I'm coasting on my triumph as Wally and I prepare family meal for the day--rolling out a few balls of pizza dough and topping them with the leftover bits from the kitchen.
Geddes decides to phase out the chicken pâté he's been serving all week so he can start on a fresh batch of duck pâté, and so we spread it out on one of the pizzas. I'm a huge fan of chicken liver, but a full slice of it on pizza, topped with diced cornichons and pickled onion, seems a little too much for me. But as with most staff meals, every slice is snapped up.
The dinner rush comes as predicted--the wedding couple has arrived, so we send especially pretty dishes their way--but remains relatively calm. Wally has enough time to make a face in his ball of dough.
I wash more greens in the middle of service, as we seem to be having a rush on salads tonight, and spot a little visitor on one of our leaves.
This is the price you pay for pulling ingredients direct from the garden...and even though we have to compensate with extra vigilance as we set up our station, it's nice to remember how closely we're sourcing things.

As the night wraps up, there seem to be few dark spots. The wide callus developing on my right index finger is a reminder that I've been chopping--correctly, it seems, for the first time--for almost three days straight. Holding the knife properly and preparing food for eight hours a day has left me sore, but more skillful than I've felt in a long time. And I'm emboldened by what I've done well: prepare salads, finish tickets on time, win invites from my coworkers for hikes and bike rides and tastings of great ingredients. I dig into my plate of tacos at staff meal with gusto--learning to get by in this kitchen tastes great.


  1. I'm glad you solved the cookie problem. Congratulations!

    I hope you now see that Mangalitsa meat and fat kicks ass.

    That said, please don't say that Mangalitsa lard makes you fat.

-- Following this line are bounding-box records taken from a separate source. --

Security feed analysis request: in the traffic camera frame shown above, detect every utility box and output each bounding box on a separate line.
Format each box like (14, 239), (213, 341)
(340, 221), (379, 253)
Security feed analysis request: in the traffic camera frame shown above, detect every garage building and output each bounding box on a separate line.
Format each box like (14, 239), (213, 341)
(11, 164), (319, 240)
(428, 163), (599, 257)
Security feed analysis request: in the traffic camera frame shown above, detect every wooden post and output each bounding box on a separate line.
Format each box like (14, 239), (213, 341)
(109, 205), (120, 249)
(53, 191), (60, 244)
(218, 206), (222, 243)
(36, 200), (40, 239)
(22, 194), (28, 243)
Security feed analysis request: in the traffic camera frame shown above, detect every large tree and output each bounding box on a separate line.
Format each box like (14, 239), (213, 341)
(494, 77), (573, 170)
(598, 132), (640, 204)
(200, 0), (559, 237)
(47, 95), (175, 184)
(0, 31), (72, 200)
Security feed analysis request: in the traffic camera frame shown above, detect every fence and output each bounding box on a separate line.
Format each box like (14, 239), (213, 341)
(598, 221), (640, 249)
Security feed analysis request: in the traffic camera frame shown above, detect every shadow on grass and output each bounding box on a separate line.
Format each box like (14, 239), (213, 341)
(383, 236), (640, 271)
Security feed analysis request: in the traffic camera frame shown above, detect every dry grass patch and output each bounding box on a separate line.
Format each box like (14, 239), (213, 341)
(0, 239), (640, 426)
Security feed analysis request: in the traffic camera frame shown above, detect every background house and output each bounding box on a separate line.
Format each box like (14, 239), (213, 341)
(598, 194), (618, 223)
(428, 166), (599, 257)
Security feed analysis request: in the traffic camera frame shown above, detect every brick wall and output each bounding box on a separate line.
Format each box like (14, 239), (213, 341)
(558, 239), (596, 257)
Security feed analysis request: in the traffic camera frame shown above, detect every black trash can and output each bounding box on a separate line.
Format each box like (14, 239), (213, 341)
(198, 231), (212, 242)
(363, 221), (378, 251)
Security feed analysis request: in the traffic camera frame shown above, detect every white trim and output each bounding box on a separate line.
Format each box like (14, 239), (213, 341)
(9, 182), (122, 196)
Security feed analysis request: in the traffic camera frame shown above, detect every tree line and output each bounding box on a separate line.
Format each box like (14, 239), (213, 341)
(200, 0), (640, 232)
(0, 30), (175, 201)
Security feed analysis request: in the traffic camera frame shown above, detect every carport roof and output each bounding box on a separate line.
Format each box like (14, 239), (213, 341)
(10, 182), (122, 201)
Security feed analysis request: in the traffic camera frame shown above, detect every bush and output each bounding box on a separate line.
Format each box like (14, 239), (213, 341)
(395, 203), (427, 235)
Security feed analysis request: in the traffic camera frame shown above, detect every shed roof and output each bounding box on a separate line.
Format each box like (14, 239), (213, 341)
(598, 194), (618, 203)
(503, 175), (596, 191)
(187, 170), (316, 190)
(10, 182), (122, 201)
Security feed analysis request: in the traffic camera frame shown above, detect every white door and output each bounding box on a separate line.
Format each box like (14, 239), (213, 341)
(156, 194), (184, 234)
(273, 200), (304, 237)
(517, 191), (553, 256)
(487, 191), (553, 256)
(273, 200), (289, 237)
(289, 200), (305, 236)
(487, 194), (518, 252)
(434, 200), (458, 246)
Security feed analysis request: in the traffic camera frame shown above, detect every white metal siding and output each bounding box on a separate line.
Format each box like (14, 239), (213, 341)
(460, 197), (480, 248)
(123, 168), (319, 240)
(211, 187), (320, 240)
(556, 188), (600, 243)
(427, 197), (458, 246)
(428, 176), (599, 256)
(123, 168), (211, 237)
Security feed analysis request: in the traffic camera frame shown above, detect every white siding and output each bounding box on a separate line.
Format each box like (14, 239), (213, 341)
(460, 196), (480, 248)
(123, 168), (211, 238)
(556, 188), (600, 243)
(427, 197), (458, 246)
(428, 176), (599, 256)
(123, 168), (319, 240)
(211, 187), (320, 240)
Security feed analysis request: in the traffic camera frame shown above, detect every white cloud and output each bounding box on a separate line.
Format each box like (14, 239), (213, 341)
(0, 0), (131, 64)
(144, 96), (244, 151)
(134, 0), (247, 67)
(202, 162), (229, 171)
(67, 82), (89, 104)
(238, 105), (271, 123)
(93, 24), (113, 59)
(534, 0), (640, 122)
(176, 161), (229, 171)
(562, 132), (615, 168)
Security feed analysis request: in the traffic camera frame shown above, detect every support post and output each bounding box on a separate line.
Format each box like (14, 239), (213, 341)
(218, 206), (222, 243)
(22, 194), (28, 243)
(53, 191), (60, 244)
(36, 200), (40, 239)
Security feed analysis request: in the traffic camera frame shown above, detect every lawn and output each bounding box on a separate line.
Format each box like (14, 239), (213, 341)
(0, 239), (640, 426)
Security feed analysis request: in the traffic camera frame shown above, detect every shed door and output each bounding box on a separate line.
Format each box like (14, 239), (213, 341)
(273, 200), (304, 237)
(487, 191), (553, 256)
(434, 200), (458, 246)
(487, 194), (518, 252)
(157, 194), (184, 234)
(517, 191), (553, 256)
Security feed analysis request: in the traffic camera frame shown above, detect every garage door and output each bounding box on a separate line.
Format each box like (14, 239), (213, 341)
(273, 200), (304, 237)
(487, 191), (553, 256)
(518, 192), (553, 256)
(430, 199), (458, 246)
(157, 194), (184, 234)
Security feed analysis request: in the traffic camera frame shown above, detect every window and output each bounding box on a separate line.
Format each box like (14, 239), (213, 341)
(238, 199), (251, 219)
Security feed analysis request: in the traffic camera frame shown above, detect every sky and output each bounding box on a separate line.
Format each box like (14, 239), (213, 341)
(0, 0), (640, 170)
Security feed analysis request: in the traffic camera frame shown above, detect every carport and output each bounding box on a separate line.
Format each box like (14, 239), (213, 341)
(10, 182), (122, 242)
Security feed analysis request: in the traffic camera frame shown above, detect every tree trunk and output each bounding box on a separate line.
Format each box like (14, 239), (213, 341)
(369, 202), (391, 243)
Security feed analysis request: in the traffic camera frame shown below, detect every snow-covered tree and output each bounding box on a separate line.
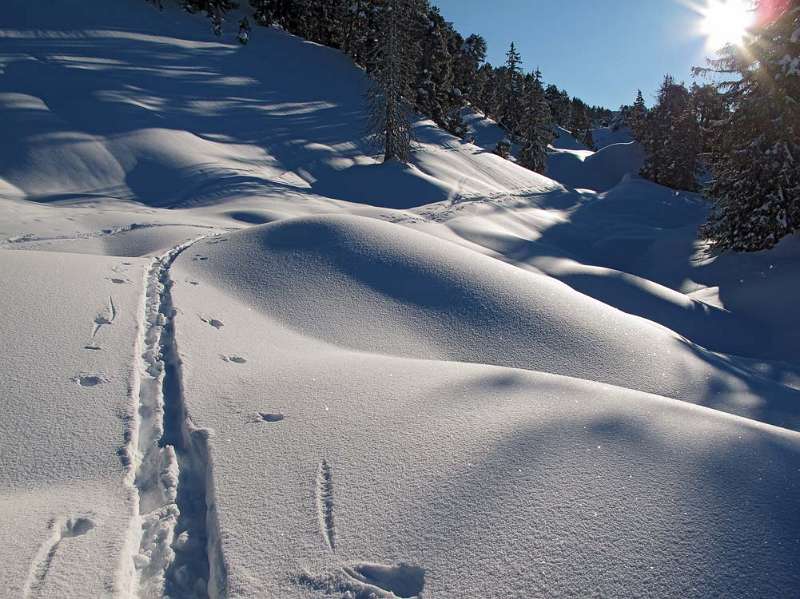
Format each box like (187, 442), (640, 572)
(453, 34), (486, 103)
(497, 42), (523, 133)
(519, 70), (553, 174)
(637, 75), (700, 190)
(369, 0), (413, 162)
(571, 98), (594, 148)
(626, 89), (647, 139)
(696, 0), (800, 251)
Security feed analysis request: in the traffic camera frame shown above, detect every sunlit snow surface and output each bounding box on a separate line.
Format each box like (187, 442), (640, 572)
(0, 0), (800, 599)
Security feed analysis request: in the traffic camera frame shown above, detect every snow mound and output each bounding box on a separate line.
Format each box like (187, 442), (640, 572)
(547, 142), (644, 191)
(181, 216), (798, 426)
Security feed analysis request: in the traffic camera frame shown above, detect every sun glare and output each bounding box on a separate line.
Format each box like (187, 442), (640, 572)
(701, 0), (755, 50)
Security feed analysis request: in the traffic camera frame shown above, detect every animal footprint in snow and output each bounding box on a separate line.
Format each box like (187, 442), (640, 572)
(253, 412), (285, 422)
(71, 374), (108, 387)
(92, 296), (117, 339)
(23, 518), (94, 597)
(342, 562), (425, 597)
(297, 562), (425, 599)
(200, 316), (225, 329)
(221, 356), (247, 364)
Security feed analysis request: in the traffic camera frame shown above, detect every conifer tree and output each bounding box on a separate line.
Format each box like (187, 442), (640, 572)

    In fact, if all you eat is meat and non-starchy veggies, you'll almost certainly lose fat, really fast. Because your insulin levels will drop like a rock.

    I've lost approximately 40# of fat by Mangalitsa, whey protein and pounds of Mangalitsa fat while reducing carbs (cyclically). I've been lifting weights too.

    See here for more info:


  2. she's eating pizza and cookies, as evidenced by the post. restaurant family and staff meals are almost always starch-based - saves money.

  3. Anonymous - If Mangalitsa takes off in the USA, it will be because people marry it to carbs to make the carbs taste good. Because that's what consumers want.

    E.g. pizza places like Domenica in NOLA and Serious Pie in Seattle that cured their own Mangalitsa and put it on pizza are very successful with it.

    Or like people making lard-based cookies/desserts with it.

    Of course that stuff will make you fat; that's what carbs do.

    But the problem isn't the Mangalitsa fat. The problem is that people want to eat carbs.

    If they wanted to save money, they'd staff meals would be some protein, low-carb veggies cooked in Mangalitsa fat. That'd save money and get them lean. If they were really cheap, they'd cut out the veggies. But most people don't want to eat that way, for obvious reasons.